Pollyanna & SarahHope
Wednesday 25th April 2007 began as a really gorgeous day. The sun was shining really brightly, even at 9am and the summer was around the corner. I could really feel it.
My mother, Elizabeth, had come to stay with my family in Mortlake, South London, so she could visit her new Grandson, who had been born two days earlier. My husband, Christopher, took my son Barnaby, who was seven-years-old and my daughter Sapphire, who was only five, to their primary school and Mummy, my daughter Pollyanna and I left to go to the bus depot.
Pollyanna was just two and had just learnt to walk, but we also took her pram because she was still so tiny. We were really excited to see my sister Victoria's new baby! We crossed over the railway line and I remember lots of shouting at the bus depot and angry honking of horns and it looked really jammed but we did not really think about it.
Pollyanna was holding my mother's hand. We entered the depot, but it happened so fast. The bus was meant to turn right into the depot but instead, it drove at great speed onto the pavement hitting us all. There are no words to describe my feelings, it was too horrific. My mother died at the scene, I was trapped under the bus and I have never regained feeling in my lower leg, which was so damaged.
Twenty feet away, Pollyanna had been flung through the air and her leg was precariously hanging off. There was so much screaming, shouting, panic. All of a sudden police cars, ambulances, chaos and devastation.

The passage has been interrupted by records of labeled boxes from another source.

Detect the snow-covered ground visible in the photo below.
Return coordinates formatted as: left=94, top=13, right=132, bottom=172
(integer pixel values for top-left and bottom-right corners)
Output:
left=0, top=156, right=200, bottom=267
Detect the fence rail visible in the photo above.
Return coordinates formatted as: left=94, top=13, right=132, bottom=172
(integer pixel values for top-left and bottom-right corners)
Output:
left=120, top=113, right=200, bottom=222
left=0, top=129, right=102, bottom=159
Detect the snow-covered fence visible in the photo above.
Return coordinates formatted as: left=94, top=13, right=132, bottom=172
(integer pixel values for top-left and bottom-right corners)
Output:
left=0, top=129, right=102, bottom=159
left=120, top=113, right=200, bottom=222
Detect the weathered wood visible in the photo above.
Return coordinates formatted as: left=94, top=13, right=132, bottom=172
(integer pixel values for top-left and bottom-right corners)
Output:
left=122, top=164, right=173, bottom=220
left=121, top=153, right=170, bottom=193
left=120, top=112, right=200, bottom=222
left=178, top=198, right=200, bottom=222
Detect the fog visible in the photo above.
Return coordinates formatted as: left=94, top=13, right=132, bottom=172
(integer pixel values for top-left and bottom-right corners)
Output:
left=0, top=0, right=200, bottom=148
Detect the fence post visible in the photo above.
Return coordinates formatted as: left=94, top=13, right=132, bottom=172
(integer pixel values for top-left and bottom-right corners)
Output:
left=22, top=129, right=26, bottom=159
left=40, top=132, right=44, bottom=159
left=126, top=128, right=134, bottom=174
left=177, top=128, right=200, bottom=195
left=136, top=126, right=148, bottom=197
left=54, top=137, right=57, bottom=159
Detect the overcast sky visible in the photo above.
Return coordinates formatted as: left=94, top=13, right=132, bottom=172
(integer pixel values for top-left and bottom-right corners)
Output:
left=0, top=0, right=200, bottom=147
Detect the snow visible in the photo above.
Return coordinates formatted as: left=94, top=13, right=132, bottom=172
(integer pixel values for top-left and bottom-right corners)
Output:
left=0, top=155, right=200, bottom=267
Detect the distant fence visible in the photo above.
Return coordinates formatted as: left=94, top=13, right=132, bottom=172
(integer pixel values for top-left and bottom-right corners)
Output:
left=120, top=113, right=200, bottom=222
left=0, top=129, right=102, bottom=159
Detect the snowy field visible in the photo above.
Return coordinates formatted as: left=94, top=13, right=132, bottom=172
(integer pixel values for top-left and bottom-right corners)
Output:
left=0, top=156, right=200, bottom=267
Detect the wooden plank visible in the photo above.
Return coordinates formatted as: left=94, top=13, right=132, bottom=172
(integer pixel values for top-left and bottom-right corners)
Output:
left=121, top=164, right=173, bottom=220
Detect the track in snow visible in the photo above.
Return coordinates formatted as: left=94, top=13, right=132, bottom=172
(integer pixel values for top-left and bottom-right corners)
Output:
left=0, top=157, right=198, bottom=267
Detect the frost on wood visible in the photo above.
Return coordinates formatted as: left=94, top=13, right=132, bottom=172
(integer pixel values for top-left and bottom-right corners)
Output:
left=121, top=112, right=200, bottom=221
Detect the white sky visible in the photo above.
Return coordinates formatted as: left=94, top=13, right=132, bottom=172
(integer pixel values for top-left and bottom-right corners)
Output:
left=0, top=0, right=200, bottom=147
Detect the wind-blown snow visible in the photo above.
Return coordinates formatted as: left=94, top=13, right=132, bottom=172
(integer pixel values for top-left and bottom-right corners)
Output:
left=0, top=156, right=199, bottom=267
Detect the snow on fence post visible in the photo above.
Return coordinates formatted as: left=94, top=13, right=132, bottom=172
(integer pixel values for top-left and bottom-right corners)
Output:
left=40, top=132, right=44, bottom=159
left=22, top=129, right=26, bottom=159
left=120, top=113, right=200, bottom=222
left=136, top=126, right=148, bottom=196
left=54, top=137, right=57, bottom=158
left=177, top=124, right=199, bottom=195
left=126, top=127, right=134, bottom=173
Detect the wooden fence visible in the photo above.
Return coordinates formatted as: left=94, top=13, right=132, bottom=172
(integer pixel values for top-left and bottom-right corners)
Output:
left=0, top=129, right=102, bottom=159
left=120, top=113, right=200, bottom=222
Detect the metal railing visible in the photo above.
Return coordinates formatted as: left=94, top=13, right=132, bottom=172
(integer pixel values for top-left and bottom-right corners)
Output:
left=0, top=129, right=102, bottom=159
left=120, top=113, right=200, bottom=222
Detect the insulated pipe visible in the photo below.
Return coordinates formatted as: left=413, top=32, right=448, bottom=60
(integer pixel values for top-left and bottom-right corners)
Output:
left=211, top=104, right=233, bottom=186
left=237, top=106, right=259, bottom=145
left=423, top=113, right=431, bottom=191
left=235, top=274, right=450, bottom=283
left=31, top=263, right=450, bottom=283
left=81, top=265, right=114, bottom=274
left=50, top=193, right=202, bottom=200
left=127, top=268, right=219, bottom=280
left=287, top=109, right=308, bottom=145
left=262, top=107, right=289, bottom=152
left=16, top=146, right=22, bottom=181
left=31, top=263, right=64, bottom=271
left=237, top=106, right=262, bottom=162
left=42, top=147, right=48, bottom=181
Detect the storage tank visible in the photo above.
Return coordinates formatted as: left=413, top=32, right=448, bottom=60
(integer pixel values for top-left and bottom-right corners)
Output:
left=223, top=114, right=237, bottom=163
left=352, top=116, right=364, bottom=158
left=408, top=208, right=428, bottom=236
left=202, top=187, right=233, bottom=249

I banged my head so hard against a wall that I slipped in and out of consciousness but remember it all. I think it frightened and shocked the neighbourhood for years and people still remember it 15 years later. A lady who lived in a house behind the bus stop heard the bang and rushed out and wrapped Pollyanna in her coat and I think she saved her life.
Christopher was blue-lighted in a police car to the scene from work and then to the hospital with Pollyanna. It was utterly catastrophic.
Hospitals for Pollyanna and I became a way of life. The warmth of strangers, friends and neighbours was almost overwhelming. I will never forget how amazing people can be. My other two children needed lots of help too, and my husband hardly worked for the next six months.
Life was really challenging and changed forever. My father, my brothers and my sister have never really gotten over the shock of losing our mother like that. My father tragically had a heart attack five years later and he died.
But Pollyanna had the most fabulous care from really incredible surgeons, she had so many operations. It was very traumatic but she was so strong. We had so much support from the NHS, friends and family.
I learnt all about amputee children in developing countries who lose their limbs for terrible reasons, such as road crashes, fires, illness and disability at birth. For thousands of these children, there is often no hope of getting a prosthetic.
So, Christopher and my sister Victoria set up a charity in my mother's name - Elizabeth's Legacy of Hope - to help amputee children in Africa and we try to provide all the same care that Pollyanna has been so lucky to have. Since May 2011, we have helped over 500 amputee children in Sierra Leone, Liberia, Tanzania and now India as well.
Pollyanna always wanted to be a dancer for as long as I can remember. Now she has fulfilled that dream. She has been dancing at The Place in London on the Contemporary Advanced Training Scheme since she was 13. She is in the English National Ballet Youth Company, and she danced with the National Youth Ballet and performed at Sadler’s Wells with a special en pointe ballet leg.
Pollyanna explains why dancing is so special for her: "Movement is where everything begins. The natural feeling of free-falling movement flowing along every joint in your body. Where flowers exist to grow and lions exist to hunt, I exist to move. Always finding new and interesting ways to manipulate my body and expand my creativity, there was never doubt that dance was meant for me.”